IX production in ssAAV1 treated mice. At 4 weeks post injection, muscle transduced with ssAAV1 maintained hF. IX expression concomitant with continued CD8 T cell infiltrates, whereas mice that received scAAV1 had really couple of transduced skeletal muscle cells remaining, and CD8 T cell infiltration had subsided. Mice having a nonsense mutation fail to mount an immune response against F. IX irrespective of the AAV genome With all the indication that scAAV vectors may induce a stronger CD8 T cell response to hF. IX, we subsequent sought to identify whether they could induce a response in hemophilic mice using a mutation that results in non functional hF. IX expression. We had previously esta blished hemophilic mice carrying F9 missense mutations or even a nonsense mutation. When injected i. m. with AAV2 CMV hF.
IX vector, none with the mice of either of those lines showed a CD8 T cell response to F. IX, having said that, mice with a late quit codon mutation created antibodies against hF. IX, indicating that Ruxolitinib clinical trial these mice were not fully tolerant to hF. IX. Hence, we chose the LS line of hemophilic mice to test irrespective of whether i. m. administration of an scAAV1 vector could break CD8 T cell tolerance to hF. IX. One week right after gene transfer with either sc or ssAAV1 vectors, circulating hF. IX was detected at levels similar to these reported above for HB null mutation mice.
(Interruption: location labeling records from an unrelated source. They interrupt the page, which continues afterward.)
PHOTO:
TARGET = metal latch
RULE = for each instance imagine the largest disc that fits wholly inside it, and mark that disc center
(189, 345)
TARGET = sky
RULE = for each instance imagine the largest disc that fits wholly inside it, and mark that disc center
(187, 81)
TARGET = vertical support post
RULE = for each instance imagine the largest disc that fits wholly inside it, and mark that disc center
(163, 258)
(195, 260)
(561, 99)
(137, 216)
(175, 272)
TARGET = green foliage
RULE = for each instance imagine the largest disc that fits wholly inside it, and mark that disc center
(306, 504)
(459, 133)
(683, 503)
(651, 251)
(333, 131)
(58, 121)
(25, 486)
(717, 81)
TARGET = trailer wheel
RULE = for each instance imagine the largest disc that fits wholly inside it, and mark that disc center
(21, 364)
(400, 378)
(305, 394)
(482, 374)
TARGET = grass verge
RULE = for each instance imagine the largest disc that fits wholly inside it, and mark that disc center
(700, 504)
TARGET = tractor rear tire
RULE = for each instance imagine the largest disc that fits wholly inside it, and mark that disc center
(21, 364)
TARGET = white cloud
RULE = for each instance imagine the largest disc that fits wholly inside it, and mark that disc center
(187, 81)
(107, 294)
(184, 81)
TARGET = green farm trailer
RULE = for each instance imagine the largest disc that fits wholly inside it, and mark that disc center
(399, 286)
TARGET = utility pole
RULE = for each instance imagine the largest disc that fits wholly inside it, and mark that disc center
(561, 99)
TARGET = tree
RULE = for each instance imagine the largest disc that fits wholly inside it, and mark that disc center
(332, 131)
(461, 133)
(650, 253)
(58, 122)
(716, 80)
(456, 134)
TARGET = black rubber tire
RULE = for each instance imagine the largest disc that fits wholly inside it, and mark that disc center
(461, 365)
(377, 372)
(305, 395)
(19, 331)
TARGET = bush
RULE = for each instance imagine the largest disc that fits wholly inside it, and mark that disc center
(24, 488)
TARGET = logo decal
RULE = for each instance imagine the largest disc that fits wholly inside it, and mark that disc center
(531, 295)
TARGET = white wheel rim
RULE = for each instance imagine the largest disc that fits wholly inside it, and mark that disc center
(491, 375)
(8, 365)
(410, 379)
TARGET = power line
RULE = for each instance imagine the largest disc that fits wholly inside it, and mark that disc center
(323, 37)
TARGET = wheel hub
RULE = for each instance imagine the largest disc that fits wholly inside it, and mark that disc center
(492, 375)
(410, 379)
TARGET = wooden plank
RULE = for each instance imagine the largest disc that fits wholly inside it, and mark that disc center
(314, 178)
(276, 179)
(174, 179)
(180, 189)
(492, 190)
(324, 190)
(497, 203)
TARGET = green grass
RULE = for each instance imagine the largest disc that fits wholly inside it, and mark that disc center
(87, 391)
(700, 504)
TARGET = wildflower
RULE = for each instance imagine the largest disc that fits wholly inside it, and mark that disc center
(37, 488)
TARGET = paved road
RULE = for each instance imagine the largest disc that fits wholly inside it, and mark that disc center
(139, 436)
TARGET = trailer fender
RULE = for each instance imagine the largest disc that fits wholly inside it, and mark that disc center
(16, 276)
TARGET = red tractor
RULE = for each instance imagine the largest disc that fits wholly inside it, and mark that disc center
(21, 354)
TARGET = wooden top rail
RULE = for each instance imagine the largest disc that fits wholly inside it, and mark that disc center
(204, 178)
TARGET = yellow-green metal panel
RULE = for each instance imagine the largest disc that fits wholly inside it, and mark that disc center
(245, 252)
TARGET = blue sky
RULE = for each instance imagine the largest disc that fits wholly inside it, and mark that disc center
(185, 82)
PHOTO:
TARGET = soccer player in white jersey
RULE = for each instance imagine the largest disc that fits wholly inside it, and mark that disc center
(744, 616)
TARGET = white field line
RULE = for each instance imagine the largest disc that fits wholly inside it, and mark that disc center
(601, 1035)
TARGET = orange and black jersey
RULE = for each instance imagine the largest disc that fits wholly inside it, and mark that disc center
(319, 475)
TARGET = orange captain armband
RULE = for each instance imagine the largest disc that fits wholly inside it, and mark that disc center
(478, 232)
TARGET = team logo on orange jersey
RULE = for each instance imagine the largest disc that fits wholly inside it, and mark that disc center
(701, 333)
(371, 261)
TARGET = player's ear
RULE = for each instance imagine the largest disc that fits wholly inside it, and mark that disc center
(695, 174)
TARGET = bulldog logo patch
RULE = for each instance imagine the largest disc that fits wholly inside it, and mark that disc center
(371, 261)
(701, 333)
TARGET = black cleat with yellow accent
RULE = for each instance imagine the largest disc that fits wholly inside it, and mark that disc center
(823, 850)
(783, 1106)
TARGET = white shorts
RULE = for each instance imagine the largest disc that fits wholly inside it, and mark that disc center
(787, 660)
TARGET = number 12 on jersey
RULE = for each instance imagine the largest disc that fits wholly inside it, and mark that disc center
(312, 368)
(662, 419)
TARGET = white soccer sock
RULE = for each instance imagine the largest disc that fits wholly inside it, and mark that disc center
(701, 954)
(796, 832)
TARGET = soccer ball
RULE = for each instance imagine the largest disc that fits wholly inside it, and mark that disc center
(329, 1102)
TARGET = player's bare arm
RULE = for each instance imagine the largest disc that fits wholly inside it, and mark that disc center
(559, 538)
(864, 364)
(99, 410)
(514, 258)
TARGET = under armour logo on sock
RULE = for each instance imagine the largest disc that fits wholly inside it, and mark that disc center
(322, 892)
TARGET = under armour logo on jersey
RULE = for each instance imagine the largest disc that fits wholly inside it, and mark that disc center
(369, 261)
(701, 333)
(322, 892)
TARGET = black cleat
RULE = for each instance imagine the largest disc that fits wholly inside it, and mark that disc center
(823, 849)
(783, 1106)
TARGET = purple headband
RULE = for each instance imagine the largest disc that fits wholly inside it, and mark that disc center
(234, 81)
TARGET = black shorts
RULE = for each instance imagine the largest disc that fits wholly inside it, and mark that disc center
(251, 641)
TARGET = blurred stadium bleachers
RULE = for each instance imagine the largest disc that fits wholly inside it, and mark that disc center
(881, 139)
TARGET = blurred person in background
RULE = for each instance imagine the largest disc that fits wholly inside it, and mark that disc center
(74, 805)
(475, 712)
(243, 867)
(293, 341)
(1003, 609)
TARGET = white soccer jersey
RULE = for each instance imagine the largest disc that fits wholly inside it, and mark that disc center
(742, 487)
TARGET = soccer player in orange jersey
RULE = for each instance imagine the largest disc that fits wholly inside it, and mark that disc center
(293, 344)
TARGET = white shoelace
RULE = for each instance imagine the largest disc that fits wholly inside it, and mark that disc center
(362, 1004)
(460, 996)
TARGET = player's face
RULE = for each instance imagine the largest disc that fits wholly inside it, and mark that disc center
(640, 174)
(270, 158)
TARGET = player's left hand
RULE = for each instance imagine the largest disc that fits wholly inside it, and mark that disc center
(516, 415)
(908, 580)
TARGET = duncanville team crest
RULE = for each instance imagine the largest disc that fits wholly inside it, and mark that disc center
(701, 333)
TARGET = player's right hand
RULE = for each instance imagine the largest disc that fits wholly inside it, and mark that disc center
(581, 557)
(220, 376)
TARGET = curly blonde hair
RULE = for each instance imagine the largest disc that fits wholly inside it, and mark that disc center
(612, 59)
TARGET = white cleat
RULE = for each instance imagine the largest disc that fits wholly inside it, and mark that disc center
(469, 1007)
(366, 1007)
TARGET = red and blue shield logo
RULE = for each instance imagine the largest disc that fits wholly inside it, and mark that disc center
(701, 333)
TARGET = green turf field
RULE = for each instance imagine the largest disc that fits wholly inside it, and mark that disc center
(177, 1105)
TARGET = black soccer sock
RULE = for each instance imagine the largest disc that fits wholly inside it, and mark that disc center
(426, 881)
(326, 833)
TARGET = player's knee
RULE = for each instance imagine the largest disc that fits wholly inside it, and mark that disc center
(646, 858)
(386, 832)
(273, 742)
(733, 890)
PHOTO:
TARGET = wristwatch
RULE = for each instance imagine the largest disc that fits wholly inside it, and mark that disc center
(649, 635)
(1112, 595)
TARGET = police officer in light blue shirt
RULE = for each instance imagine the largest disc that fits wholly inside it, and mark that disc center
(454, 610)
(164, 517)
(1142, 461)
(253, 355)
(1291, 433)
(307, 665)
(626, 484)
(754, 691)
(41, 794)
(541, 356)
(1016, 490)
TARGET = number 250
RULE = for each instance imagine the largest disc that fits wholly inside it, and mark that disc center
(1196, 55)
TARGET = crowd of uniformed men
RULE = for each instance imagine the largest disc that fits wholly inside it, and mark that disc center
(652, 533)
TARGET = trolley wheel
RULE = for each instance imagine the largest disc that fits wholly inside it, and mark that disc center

At two and four weeks post injection, hF. IX expression improved and persisted, with expression levels in ssAAV1 treated mice about three fold greater than scAAV1 injected mice soon after four weeks. None of the LS mice deve loped antibodies inhibitors against hF.
IX more than selelck kinase inhibitor the course on the experiment. Just after four weeks, spleno cytes have been when again harvested to measure the CD8 T cell responses to hF. IX by ELISPOT. As with all the humoral immune response, there was no evidence of splenic hF. IX specific CD8 T cells in LS mice treated with either vector. The predicament inside the muscle itself reflected what had been observed systemi cally. Mice injected with either ss or scAAV1 showed related transduction of skeletal muscle devoid of proof of infiltrating CD8 T cells. In summary, use of scAAV vector didn’t increase the threat for humoral or cellular immune responses for the hF. IX transgene pro duct within the context in the LS nonsense mutation. Since LS mice displayed higher hF.
IX expression levels from ssAAV1 vectors in comparison to scAAV1 inside the absence of an immune response, we wanted to verify the functionality of your self complementary vector on an other background. Therefore, RAG deficient C57BL six mice that lack B and T cells have been injected intramuscularly with 1011 vg of either vector. In these mice, circulating hF. IX levels have been substantially greater in animals treated with scAAV1, suggesting that the inversion in expression levels observed inside the LS mice may perhaps be a strain particular effect.